Café en los chiringuitos de
las playas del norte en noches ardientes de juventud, café en refugios de
montaña, en albergues de viajeros, en pensiones baratas, café en el vivac a dos
mil metros de altura bajo la inmensa soledad de la fría noche estrellada.
Café en los bares de la Ciudad Universitaria,
en tiempos ya lejanos de estudiantes pobres, arrastrado a hacer novillos por
aquellos ojos hermosos, o en noches de estudio repasando las declinaciones
griegas, desvelando la última teoría de Chomsky, la morfología del cuento o las
innovaciones estéticas de los novísimos.
Café entre el brillo de los
espejos de las preciosas cafeterías del centro de Zaragoza, sobre las mesas de
mármol del Levante, en los antiguos Espumosos del paseo de la Independencia, en el
Ángel Azul o en los sórdidos billares
del Coso, ¿recuerdas?, donde supimos de un golpe de estado y tú insistías,
amigo, en que como en La Colmena las mesas
estaban hechas con lápidas de muerto.
Café sobre una cama de huevos y jamón en bares de barrio de los que casi
no quedan, aquellos tugurios con mobiliario de formica, fotos de equipos de
fútbol en las paredes, almanaques con chicas desnudas de grandes tetas, vino
peleón y abundante provisión de anchoas en salmuera y pepinillos en vinagre.
Café entrañable entre
amigos en las amables tardes de los
sábados; café en tantas veladas familiares; café en los bares de los
polideportivos mientras otros padres animan a sus hijos a matarse.
Café de termo en los piquetes
de las huelgas generales.
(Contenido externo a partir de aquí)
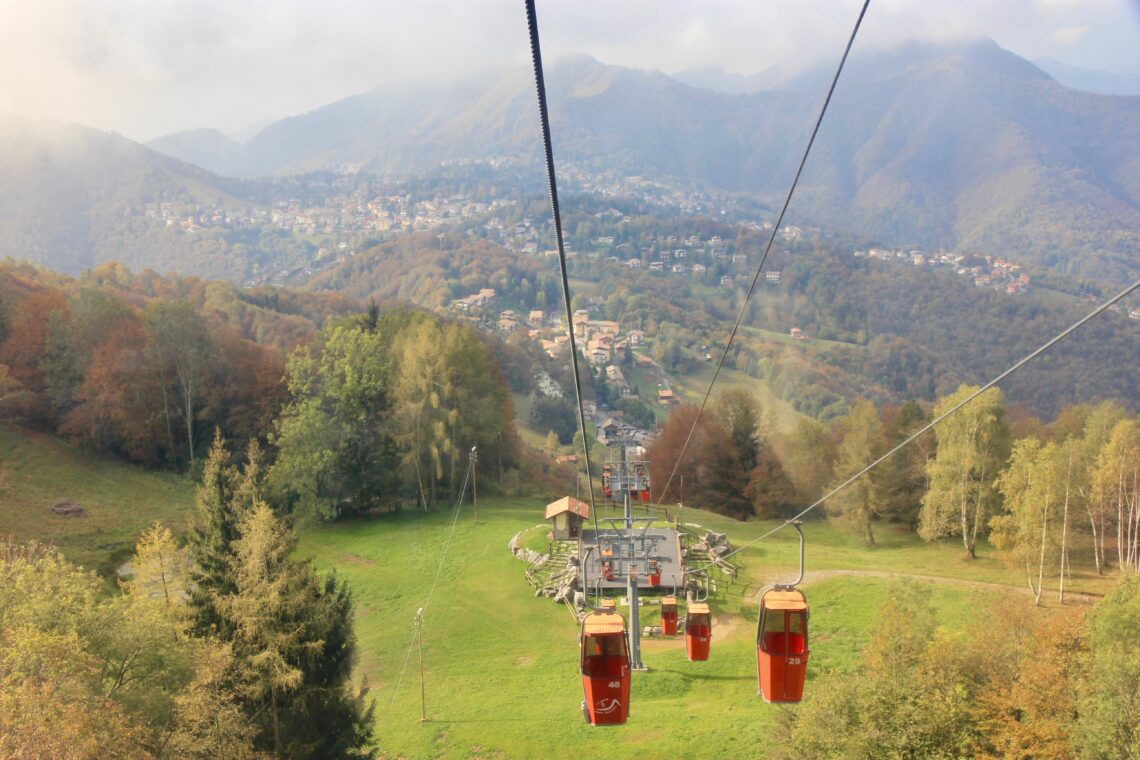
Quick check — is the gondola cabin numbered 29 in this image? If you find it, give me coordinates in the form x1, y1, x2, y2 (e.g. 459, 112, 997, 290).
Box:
581, 610, 629, 726
661, 596, 677, 636
685, 602, 713, 662
756, 589, 808, 702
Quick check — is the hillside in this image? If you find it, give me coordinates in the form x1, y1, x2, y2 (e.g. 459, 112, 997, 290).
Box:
0, 115, 265, 275
0, 431, 1114, 758
306, 230, 1140, 418
151, 40, 1140, 281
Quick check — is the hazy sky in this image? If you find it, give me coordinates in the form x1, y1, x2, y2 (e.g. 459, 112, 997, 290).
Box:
0, 0, 1140, 140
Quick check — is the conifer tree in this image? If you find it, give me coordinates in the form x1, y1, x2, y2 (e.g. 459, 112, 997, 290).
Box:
190, 431, 241, 636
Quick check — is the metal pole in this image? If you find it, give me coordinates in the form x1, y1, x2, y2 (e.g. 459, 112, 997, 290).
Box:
621, 442, 646, 670
471, 447, 479, 523
776, 520, 804, 591
416, 607, 428, 722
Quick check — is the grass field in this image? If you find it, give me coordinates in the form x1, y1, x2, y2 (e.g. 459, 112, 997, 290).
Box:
0, 428, 194, 575
300, 499, 1104, 758
0, 431, 1112, 758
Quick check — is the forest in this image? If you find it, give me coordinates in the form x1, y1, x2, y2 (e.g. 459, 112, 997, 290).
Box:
0, 257, 1140, 758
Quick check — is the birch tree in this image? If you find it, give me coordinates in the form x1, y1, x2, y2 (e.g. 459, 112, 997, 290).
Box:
991, 438, 1056, 605
1080, 401, 1125, 574
919, 385, 1008, 559
1091, 418, 1140, 573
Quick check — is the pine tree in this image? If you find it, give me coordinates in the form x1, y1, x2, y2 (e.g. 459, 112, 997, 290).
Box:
220, 499, 372, 758
190, 431, 241, 637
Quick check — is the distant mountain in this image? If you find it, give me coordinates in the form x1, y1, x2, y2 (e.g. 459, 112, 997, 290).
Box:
1033, 58, 1140, 95
669, 66, 788, 95
0, 115, 259, 275
146, 129, 250, 177
144, 40, 1140, 281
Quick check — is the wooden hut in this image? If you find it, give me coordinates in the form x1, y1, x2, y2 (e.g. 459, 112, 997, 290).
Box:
546, 496, 589, 541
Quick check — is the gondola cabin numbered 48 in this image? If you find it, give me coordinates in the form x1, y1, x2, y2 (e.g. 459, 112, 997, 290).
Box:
581, 610, 629, 726
756, 589, 808, 702
685, 602, 713, 662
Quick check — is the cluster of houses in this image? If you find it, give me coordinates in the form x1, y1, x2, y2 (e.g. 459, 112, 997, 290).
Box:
855, 248, 1029, 295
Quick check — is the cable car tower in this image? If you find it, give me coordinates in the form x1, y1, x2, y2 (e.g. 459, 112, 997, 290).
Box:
597, 436, 665, 670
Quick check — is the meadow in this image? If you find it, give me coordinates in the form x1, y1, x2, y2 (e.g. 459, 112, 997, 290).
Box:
300, 499, 1107, 758
0, 431, 1112, 758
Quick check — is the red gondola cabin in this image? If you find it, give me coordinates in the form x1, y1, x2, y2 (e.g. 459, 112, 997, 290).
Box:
581, 611, 629, 726
661, 596, 677, 636
756, 589, 808, 702
685, 602, 713, 661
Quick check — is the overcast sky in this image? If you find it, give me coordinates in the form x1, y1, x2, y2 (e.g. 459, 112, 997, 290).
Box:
0, 0, 1140, 140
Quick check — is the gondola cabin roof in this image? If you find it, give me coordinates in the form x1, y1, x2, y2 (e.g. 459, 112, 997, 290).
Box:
760, 590, 807, 612
583, 612, 626, 636
546, 496, 589, 520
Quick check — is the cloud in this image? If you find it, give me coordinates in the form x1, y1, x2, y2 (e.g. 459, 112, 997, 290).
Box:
0, 0, 1140, 139
1049, 25, 1089, 47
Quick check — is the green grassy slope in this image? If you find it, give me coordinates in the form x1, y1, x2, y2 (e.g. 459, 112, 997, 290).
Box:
0, 431, 1112, 758
0, 428, 194, 574
300, 499, 1101, 758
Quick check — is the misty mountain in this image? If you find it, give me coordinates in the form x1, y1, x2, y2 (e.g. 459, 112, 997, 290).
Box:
149, 40, 1140, 281
146, 129, 252, 177
0, 115, 259, 275
1033, 58, 1140, 95
669, 66, 788, 95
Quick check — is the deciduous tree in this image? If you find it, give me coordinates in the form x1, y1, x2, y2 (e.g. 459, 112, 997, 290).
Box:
919, 385, 1009, 559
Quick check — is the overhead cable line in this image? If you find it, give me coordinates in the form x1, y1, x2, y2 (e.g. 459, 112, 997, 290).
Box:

Café de máquina en las largas noches de los
hospitales, en las horas duras del velatorio, en el comedor de empresa.
Café de cada amanecer, día
a día y año a año, siempre con unas gotas de leche, sacudiéndote del cuerpo tu última
somnolencia mientras en el bar de tus pecados hojeas la prensa y rumias tu
ironía o tu cabreo contra la sórdida realidad que cada día impone la dura ley
del poder.
Y, sobre todo, café en la
pausa laboral de media mañana, a menudo el único momento de la jornada que
valió la pena. Entre las tazas revolotean retazos de nuestras almas:
confidencias, recuerdos, compromisos, chistes, ironías, pactos, proyectos, conspiraciones, nostalgias,
decepciones, sueños, anhelos, ilusiones, amoríos.
Desmadejadas llueven sobre
la mesa perlas cultivadas de la prensa del día: un artículo que vale la pena
comentar, la última ocurrencia del gobierno, la última astracanada de la
oposición, la última joya literaria descubierta, la última película, la última
hazaña deportiva.
Si viviéramos en la antigua
Grecia, sin duda le erigiríamos templos, adoraríamos a una diosa morena,
vestales y sacerdotes se consagrarían a su culto y habría una religión entera
de hipertensos.
Viejo
y leal compañero, antes que una inoportuna prescripción facultativa trate de
apartarnos para siempre, quiero dedicarte amigo este tributo a tu alma cálida y
oscura.
Café que me has acompañado
a todas partes, que has animado tiempos de dicha y desdicha; café que has extendido
tu mancha impertinente sobre los apuntes de clase, sobre las cartas de amor, sobre
la prensa del día, sobre los informes técnicos, sobre los expedientes
administrativos, sobre las sábanas del enfermo, sobre los libros queridos, sobre
los documentos políticos, sobre mis últimos poemas.
Café dulce. Café amargo. Café
de dulce amargura. Café de amarga dulzura.